4. The method for preparing the cool antibacterial fabric containing the inorganic composite nylon according to claim 1, wherein in the step (3), the reaction condition is that the reaction is carried out for 2-6 hours at the temperature of 60-80 ℃.

5. The method for preparing the cool antibacterial fabric containing the inorganic composite chinlon according to claim 1, wherein in the step (4), the mass ratio of epoxy modified hexagonal boron nitride to modified graphene oxide to tetrahydrofuran to N-methyldiethanolamine is (80-100): (60-80): (3000-5000): (10-22).
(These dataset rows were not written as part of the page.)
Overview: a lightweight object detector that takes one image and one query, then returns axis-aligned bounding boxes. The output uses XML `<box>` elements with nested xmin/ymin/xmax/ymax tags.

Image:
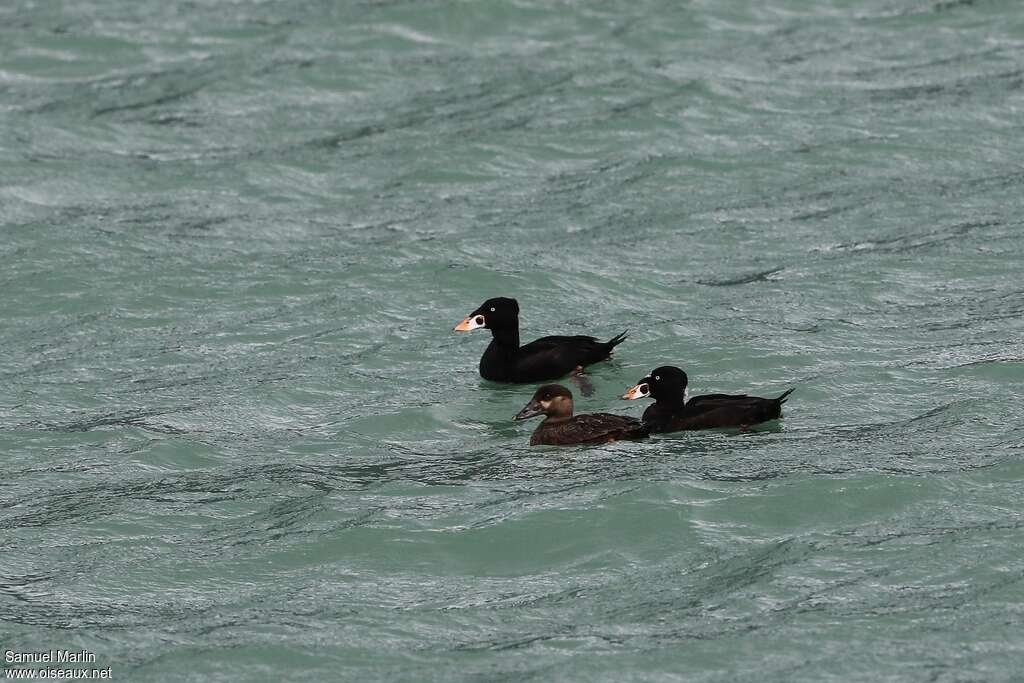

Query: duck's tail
<box><xmin>581</xmin><ymin>330</ymin><xmax>628</xmax><ymax>367</ymax></box>
<box><xmin>606</xmin><ymin>330</ymin><xmax>629</xmax><ymax>350</ymax></box>
<box><xmin>775</xmin><ymin>388</ymin><xmax>795</xmax><ymax>404</ymax></box>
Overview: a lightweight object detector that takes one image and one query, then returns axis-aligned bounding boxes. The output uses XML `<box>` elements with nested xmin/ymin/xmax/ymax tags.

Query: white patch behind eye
<box><xmin>683</xmin><ymin>388</ymin><xmax>690</xmax><ymax>404</ymax></box>
<box><xmin>461</xmin><ymin>315</ymin><xmax>486</xmax><ymax>330</ymax></box>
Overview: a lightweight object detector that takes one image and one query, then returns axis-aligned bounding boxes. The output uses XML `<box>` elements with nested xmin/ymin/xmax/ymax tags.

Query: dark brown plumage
<box><xmin>514</xmin><ymin>384</ymin><xmax>649</xmax><ymax>446</ymax></box>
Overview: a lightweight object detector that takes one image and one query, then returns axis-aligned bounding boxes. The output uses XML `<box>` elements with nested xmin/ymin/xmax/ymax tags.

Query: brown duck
<box><xmin>514</xmin><ymin>384</ymin><xmax>649</xmax><ymax>446</ymax></box>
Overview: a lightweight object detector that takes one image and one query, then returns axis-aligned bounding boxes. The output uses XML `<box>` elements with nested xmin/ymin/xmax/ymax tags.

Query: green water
<box><xmin>2</xmin><ymin>0</ymin><xmax>1023</xmax><ymax>680</ymax></box>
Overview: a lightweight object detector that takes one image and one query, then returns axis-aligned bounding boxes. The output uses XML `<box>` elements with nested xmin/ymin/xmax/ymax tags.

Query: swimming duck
<box><xmin>454</xmin><ymin>297</ymin><xmax>627</xmax><ymax>383</ymax></box>
<box><xmin>514</xmin><ymin>384</ymin><xmax>649</xmax><ymax>446</ymax></box>
<box><xmin>622</xmin><ymin>365</ymin><xmax>793</xmax><ymax>432</ymax></box>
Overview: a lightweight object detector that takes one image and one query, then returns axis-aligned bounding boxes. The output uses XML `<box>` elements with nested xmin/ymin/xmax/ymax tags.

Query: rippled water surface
<box><xmin>3</xmin><ymin>0</ymin><xmax>1024</xmax><ymax>680</ymax></box>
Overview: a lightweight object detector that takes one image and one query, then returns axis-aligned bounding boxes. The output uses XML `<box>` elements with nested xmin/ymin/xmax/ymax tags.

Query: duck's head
<box><xmin>514</xmin><ymin>384</ymin><xmax>574</xmax><ymax>421</ymax></box>
<box><xmin>622</xmin><ymin>366</ymin><xmax>688</xmax><ymax>402</ymax></box>
<box><xmin>454</xmin><ymin>296</ymin><xmax>519</xmax><ymax>332</ymax></box>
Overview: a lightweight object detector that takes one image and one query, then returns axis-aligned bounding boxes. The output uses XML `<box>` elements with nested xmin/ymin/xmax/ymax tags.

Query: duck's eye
<box><xmin>654</xmin><ymin>375</ymin><xmax>660</xmax><ymax>381</ymax></box>
<box><xmin>490</xmin><ymin>307</ymin><xmax>495</xmax><ymax>312</ymax></box>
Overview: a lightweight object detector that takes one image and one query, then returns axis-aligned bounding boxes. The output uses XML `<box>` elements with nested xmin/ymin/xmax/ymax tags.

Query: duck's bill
<box><xmin>454</xmin><ymin>314</ymin><xmax>485</xmax><ymax>332</ymax></box>
<box><xmin>621</xmin><ymin>383</ymin><xmax>650</xmax><ymax>400</ymax></box>
<box><xmin>514</xmin><ymin>400</ymin><xmax>544</xmax><ymax>421</ymax></box>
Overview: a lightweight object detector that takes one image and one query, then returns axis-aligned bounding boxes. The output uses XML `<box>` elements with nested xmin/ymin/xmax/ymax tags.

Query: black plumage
<box><xmin>454</xmin><ymin>297</ymin><xmax>626</xmax><ymax>383</ymax></box>
<box><xmin>623</xmin><ymin>366</ymin><xmax>793</xmax><ymax>432</ymax></box>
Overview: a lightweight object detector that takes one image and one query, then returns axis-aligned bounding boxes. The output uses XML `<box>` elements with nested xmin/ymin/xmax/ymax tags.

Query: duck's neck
<box><xmin>488</xmin><ymin>325</ymin><xmax>520</xmax><ymax>350</ymax></box>
<box><xmin>656</xmin><ymin>389</ymin><xmax>688</xmax><ymax>408</ymax></box>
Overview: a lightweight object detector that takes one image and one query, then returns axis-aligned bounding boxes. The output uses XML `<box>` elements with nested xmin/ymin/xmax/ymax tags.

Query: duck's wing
<box><xmin>515</xmin><ymin>332</ymin><xmax>627</xmax><ymax>381</ymax></box>
<box><xmin>663</xmin><ymin>390</ymin><xmax>794</xmax><ymax>430</ymax></box>
<box><xmin>533</xmin><ymin>413</ymin><xmax>648</xmax><ymax>445</ymax></box>
<box><xmin>688</xmin><ymin>392</ymin><xmax>752</xmax><ymax>406</ymax></box>
<box><xmin>519</xmin><ymin>333</ymin><xmax>626</xmax><ymax>359</ymax></box>
<box><xmin>567</xmin><ymin>413</ymin><xmax>649</xmax><ymax>443</ymax></box>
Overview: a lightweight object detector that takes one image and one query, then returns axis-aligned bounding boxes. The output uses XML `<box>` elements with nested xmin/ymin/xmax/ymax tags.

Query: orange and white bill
<box><xmin>621</xmin><ymin>383</ymin><xmax>650</xmax><ymax>400</ymax></box>
<box><xmin>453</xmin><ymin>314</ymin><xmax>486</xmax><ymax>332</ymax></box>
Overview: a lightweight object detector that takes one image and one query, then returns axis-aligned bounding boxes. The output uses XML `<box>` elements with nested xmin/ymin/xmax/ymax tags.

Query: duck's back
<box><xmin>531</xmin><ymin>413</ymin><xmax>649</xmax><ymax>446</ymax></box>
<box><xmin>645</xmin><ymin>391</ymin><xmax>792</xmax><ymax>432</ymax></box>
<box><xmin>515</xmin><ymin>335</ymin><xmax>617</xmax><ymax>382</ymax></box>
<box><xmin>479</xmin><ymin>333</ymin><xmax>625</xmax><ymax>383</ymax></box>
<box><xmin>479</xmin><ymin>336</ymin><xmax>585</xmax><ymax>382</ymax></box>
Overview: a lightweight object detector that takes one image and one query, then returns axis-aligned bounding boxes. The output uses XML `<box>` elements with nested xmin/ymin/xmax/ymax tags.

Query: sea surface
<box><xmin>2</xmin><ymin>1</ymin><xmax>1024</xmax><ymax>681</ymax></box>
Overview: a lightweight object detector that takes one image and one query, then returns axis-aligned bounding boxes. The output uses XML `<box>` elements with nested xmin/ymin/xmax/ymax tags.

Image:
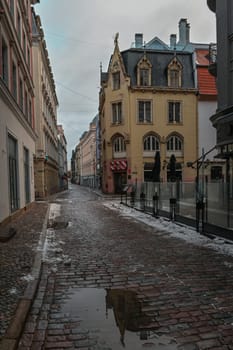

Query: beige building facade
<box><xmin>78</xmin><ymin>116</ymin><xmax>97</xmax><ymax>187</ymax></box>
<box><xmin>100</xmin><ymin>35</ymin><xmax>197</xmax><ymax>194</ymax></box>
<box><xmin>0</xmin><ymin>0</ymin><xmax>38</xmax><ymax>224</ymax></box>
<box><xmin>32</xmin><ymin>12</ymin><xmax>59</xmax><ymax>199</ymax></box>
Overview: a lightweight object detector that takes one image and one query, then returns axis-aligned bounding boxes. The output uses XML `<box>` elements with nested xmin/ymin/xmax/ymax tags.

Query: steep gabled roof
<box><xmin>196</xmin><ymin>49</ymin><xmax>217</xmax><ymax>96</ymax></box>
<box><xmin>145</xmin><ymin>36</ymin><xmax>170</xmax><ymax>50</ymax></box>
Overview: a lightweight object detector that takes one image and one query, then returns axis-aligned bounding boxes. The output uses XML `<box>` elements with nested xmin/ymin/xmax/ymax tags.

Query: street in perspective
<box><xmin>1</xmin><ymin>0</ymin><xmax>233</xmax><ymax>349</ymax></box>
<box><xmin>1</xmin><ymin>184</ymin><xmax>233</xmax><ymax>349</ymax></box>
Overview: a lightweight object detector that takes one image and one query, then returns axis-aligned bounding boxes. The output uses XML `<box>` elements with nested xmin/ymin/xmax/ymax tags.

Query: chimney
<box><xmin>170</xmin><ymin>34</ymin><xmax>177</xmax><ymax>49</ymax></box>
<box><xmin>178</xmin><ymin>18</ymin><xmax>190</xmax><ymax>46</ymax></box>
<box><xmin>135</xmin><ymin>33</ymin><xmax>143</xmax><ymax>48</ymax></box>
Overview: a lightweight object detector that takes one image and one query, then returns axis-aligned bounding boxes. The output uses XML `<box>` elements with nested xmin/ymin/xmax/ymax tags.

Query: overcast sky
<box><xmin>35</xmin><ymin>0</ymin><xmax>216</xmax><ymax>163</ymax></box>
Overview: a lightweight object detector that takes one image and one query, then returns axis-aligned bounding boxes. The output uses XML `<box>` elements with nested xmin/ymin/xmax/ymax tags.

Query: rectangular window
<box><xmin>19</xmin><ymin>79</ymin><xmax>24</xmax><ymax>111</ymax></box>
<box><xmin>12</xmin><ymin>63</ymin><xmax>17</xmax><ymax>99</ymax></box>
<box><xmin>168</xmin><ymin>101</ymin><xmax>181</xmax><ymax>123</ymax></box>
<box><xmin>23</xmin><ymin>31</ymin><xmax>26</xmax><ymax>57</ymax></box>
<box><xmin>112</xmin><ymin>102</ymin><xmax>122</xmax><ymax>124</ymax></box>
<box><xmin>25</xmin><ymin>90</ymin><xmax>28</xmax><ymax>119</ymax></box>
<box><xmin>2</xmin><ymin>39</ymin><xmax>8</xmax><ymax>85</ymax></box>
<box><xmin>140</xmin><ymin>69</ymin><xmax>149</xmax><ymax>86</ymax></box>
<box><xmin>8</xmin><ymin>134</ymin><xmax>19</xmax><ymax>212</ymax></box>
<box><xmin>29</xmin><ymin>99</ymin><xmax>32</xmax><ymax>125</ymax></box>
<box><xmin>17</xmin><ymin>11</ymin><xmax>21</xmax><ymax>44</ymax></box>
<box><xmin>112</xmin><ymin>72</ymin><xmax>120</xmax><ymax>90</ymax></box>
<box><xmin>24</xmin><ymin>147</ymin><xmax>30</xmax><ymax>204</ymax></box>
<box><xmin>27</xmin><ymin>47</ymin><xmax>30</xmax><ymax>71</ymax></box>
<box><xmin>10</xmin><ymin>0</ymin><xmax>15</xmax><ymax>20</ymax></box>
<box><xmin>138</xmin><ymin>100</ymin><xmax>152</xmax><ymax>123</ymax></box>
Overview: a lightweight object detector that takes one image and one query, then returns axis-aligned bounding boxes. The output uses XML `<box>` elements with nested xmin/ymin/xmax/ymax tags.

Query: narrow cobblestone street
<box><xmin>1</xmin><ymin>185</ymin><xmax>233</xmax><ymax>349</ymax></box>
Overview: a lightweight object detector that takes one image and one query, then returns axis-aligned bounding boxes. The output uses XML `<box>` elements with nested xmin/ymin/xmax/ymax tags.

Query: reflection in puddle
<box><xmin>62</xmin><ymin>288</ymin><xmax>178</xmax><ymax>349</ymax></box>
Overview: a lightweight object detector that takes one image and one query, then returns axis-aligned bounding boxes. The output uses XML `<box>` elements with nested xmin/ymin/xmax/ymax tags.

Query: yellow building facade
<box><xmin>99</xmin><ymin>35</ymin><xmax>197</xmax><ymax>194</ymax></box>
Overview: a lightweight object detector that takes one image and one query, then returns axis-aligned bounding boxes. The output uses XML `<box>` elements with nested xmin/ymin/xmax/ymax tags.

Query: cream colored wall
<box><xmin>80</xmin><ymin>130</ymin><xmax>96</xmax><ymax>178</ymax></box>
<box><xmin>102</xmin><ymin>86</ymin><xmax>197</xmax><ymax>191</ymax></box>
<box><xmin>0</xmin><ymin>100</ymin><xmax>35</xmax><ymax>223</ymax></box>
6. The method for preparing the cool antibacterial fabric containing the inorganic composite nylon, which is disclosed in claim 1, is characterized in that the epoxy modified hexagonal boron nitride in the step (4) is prepared by the following steps:

7. The method for preparing the cool antibacterial fabric containing inorganic composite nylon according to claim 1, wherein the spinning in the step (5) comprises melt spinning and chopping after the melt spinning.

8. The method for preparing the cool antibacterial fabric containing the inorganic composite nylon, which is disclosed in claim 1, is characterized in that in the step (6), modified nylon fiber, cotton fiber and bamboo fiber are blended to prepare inner layer yarns, and then knitting and weaving are carried out on the inner layer yarns by using a knitting weft knitting circular knitting machine to obtain the inner layer fabric; blending polyester fiber, bamboo fiber and apocynum fiber to obtain outer layer yarns, and knitting and weaving the outer layer yarns by using a weft knitting circular knitting machine to obtain outer layer fabrics; and (3) after the inner layer fabric and the outer layer fabric are aligned and overlapped, stitching to obtain the cool antibacterial fabric containing the inorganic composite nylon.

9. A cool antibacterial fabric containing inorganic composite nylon, prepared by the preparation method of the cool antibacterial fabric containing inorganic composite nylon according to any one of claims 1 to 8.

10. The use of the cool antibacterial fabric containing inorganic composite nylon as claimed in claim 9 in clothing.